I’d never thought to ask my parents about the song: it had intrigued me as a kid but I’d figured they’d have no clue about it. Yet a copy of “Summertime, Summertime” had been in the basement of every house I’d lived in.


“I love the words,” Suzzy Roche once said of “Summertime, Summertime.” “It reminds me of how great it was to get let out of school as a kid…staying up late…swimming…lying in the grass looking at the stars… Come along and have a ball a regular free for all. It’s just plain old fun. I could use a little more of that sometimes.”

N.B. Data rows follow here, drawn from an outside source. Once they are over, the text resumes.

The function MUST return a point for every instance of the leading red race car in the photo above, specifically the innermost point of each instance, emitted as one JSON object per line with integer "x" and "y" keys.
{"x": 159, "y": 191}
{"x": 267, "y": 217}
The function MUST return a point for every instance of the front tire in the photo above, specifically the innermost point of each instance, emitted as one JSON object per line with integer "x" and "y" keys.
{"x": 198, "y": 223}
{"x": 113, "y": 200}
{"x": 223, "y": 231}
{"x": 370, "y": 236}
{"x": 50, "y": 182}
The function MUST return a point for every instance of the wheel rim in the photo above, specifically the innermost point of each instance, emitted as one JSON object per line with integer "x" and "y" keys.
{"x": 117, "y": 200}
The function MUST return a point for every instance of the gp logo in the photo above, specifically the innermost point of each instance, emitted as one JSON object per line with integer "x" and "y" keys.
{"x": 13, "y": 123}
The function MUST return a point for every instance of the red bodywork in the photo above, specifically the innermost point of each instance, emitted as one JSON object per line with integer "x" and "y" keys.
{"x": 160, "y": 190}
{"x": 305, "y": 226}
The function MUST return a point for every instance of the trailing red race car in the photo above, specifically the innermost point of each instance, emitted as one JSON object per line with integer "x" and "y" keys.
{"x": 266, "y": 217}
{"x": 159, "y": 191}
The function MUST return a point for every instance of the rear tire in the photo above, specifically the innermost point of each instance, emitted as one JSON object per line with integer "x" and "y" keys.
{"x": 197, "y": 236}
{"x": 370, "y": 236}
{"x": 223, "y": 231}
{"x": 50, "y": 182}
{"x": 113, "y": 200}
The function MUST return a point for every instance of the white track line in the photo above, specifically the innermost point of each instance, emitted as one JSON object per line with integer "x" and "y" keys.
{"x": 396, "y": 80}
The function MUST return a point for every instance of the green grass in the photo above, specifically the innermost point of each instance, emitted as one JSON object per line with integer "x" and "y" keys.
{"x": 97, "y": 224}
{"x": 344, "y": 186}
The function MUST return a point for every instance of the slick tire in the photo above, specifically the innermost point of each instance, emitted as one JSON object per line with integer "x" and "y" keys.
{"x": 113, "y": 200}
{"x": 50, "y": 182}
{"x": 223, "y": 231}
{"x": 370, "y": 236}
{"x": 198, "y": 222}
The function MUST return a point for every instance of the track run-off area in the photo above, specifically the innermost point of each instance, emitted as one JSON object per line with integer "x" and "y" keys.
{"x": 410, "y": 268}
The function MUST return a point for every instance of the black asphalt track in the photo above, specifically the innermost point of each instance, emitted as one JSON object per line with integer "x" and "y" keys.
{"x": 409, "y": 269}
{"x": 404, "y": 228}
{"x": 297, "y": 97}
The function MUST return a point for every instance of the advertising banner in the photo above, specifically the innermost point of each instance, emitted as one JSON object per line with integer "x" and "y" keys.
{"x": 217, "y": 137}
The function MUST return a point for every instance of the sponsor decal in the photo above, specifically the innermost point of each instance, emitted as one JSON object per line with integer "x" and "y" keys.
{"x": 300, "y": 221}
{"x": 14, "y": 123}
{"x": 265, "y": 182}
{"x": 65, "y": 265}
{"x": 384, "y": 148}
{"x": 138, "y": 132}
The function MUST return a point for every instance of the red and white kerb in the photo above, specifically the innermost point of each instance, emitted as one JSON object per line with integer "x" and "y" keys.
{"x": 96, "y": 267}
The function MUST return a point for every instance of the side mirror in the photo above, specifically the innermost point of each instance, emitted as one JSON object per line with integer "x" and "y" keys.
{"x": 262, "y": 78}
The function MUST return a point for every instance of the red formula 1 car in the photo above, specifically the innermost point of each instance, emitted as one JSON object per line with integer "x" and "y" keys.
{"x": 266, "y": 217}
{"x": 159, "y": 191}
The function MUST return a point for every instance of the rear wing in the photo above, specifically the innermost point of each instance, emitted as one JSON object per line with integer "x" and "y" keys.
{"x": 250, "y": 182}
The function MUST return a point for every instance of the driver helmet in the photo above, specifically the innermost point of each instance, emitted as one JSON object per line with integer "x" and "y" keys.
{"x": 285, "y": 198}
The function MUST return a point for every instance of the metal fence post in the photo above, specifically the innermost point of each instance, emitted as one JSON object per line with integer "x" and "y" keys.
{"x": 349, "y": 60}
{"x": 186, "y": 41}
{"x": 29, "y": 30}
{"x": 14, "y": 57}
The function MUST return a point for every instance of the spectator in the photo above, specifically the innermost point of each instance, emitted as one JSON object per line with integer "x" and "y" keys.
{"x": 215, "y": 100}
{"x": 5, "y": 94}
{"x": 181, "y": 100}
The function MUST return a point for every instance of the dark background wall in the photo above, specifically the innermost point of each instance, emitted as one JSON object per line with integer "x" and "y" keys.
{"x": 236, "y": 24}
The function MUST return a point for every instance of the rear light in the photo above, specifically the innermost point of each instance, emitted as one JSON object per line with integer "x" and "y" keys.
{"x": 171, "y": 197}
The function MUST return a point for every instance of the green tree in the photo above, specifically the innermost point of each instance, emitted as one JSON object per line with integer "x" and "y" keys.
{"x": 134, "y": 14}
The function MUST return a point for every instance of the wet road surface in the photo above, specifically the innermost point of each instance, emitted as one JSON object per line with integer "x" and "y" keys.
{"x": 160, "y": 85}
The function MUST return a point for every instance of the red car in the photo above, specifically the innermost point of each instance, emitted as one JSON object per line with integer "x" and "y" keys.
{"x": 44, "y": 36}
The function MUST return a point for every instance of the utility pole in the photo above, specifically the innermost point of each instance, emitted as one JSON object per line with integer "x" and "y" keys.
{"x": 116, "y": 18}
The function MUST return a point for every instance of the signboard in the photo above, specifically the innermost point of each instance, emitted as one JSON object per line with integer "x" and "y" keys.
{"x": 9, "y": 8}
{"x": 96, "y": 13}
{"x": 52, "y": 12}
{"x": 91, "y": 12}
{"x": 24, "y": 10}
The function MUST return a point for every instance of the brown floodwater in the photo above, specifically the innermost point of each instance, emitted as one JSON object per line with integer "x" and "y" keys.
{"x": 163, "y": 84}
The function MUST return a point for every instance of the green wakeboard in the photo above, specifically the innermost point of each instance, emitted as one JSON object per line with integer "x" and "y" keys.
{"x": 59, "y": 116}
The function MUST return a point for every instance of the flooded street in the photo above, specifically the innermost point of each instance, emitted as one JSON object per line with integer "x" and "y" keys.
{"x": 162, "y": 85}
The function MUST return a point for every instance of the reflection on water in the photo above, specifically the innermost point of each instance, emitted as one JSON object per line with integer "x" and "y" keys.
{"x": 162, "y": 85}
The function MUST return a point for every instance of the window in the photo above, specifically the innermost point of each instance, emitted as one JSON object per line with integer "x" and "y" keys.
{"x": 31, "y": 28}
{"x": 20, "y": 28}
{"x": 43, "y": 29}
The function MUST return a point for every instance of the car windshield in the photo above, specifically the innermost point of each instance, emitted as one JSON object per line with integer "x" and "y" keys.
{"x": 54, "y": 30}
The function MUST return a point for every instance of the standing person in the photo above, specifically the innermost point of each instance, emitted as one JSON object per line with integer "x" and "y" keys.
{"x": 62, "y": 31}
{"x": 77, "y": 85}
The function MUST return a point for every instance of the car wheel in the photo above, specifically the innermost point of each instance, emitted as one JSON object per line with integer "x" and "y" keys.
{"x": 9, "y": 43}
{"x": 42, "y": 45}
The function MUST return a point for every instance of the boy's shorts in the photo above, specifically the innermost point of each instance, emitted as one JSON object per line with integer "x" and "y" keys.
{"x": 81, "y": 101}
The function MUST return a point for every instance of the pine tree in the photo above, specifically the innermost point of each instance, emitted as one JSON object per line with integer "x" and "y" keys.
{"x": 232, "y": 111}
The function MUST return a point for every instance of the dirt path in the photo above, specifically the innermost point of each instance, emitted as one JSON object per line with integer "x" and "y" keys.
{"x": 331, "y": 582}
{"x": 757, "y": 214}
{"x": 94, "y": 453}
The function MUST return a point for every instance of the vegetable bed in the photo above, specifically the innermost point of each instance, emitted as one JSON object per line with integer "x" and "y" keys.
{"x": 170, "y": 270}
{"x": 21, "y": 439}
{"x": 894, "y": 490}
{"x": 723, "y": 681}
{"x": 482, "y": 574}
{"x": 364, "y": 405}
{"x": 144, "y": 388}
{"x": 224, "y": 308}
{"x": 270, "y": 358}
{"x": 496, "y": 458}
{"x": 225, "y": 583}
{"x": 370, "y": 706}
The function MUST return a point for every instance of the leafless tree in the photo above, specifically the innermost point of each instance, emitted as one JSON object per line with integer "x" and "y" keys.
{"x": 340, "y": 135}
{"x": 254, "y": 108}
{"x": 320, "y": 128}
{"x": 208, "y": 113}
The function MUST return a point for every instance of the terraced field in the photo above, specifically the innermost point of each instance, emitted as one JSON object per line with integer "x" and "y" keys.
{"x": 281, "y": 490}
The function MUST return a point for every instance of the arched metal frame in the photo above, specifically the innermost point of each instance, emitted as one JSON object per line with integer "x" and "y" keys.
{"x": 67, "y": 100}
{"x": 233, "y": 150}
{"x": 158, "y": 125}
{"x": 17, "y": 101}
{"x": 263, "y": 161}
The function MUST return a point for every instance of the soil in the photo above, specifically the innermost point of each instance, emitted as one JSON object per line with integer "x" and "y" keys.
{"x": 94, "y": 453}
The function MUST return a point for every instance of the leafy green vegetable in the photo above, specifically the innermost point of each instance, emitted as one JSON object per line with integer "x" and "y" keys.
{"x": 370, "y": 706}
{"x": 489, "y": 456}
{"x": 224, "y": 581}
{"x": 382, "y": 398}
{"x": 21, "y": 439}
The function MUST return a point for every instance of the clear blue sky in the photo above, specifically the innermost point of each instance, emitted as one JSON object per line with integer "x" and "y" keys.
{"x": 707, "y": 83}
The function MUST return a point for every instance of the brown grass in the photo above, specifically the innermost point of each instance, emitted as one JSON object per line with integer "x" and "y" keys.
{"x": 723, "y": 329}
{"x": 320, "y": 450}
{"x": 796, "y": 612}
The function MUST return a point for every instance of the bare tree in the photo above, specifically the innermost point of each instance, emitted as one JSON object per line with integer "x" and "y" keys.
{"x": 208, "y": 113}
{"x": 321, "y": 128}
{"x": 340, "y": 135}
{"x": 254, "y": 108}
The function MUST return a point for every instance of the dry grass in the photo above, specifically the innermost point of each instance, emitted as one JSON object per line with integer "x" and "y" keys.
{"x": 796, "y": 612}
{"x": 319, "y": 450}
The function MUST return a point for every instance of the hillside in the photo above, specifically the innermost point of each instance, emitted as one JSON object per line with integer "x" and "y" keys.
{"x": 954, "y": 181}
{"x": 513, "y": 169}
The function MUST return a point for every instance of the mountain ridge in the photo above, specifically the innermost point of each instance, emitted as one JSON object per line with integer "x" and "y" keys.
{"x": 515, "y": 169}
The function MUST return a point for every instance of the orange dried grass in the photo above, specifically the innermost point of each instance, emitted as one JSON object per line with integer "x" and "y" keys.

It’s what caught me up in the song, too—the feeling of summer about to break upon you. Most Americans don’t have carnival days: the closest they get is in childhood, that short span of weeks from late June to August, with each day left wide open, unwritten, free from work, from school, from parents (well, in theory). A world of children, ruled by children; the Jamies, in their close harmonies, sound like exalted kids carrying the news. Look alive and change your ways: it’s summertime. Hip ones, too—these are postwar kids, with no respect for their elders (the Jamies were good actors). Man, this jive has me in a trance! they sing. It’s constant motion, running to the hills, to the pool, the dance, the campfire. Are you coming or are you ain’t? 

Four Dorchester church kids in 1958 make a demo, record a song, and within a few months, a man driving on Rt. 66 in Texas hears it ringing out of his car radio, starts humming along despite himself. His granddaughter hears it sixty years later, selling Quarter Pounders on television. Harvey Keitel hits play on his tape deck; I hear it on a Virginia night in 1983; someone listening to an algorithm-assembled “Summertime Fun” mix on Spotify hears it today.

I thought about Tom Jameson, an artist who wrote this sunburst of a song and spent the rest of his life in quiet obscurity. It must have been strange to hear “Summertime, Summertime” for so long, reissued by Epic every few summers, covered by Jan and Dean and the Fortunes, used to sell Buicks and ice cream and dog food. His voice and his sister’s, her friend and her choir partner’s, always young, forever standing at the gate of summer. It’s a paradise, and like most paradises, it was never quite there and you can never go back.

2 thoughts on “3. The Jamies

  1. A remarkable delineation of a group and their hit song as it drifted down the years from its first release in the summer of 1958. “Summertime Summertime” is an enduring classic based mostly upon its unusual structure and vocal metering at a time when rock &roll was becoming dominant on the charts. Dick Clark was right when he said that 1958 was rock & roll’s greatest year in that it was coming from everywhere!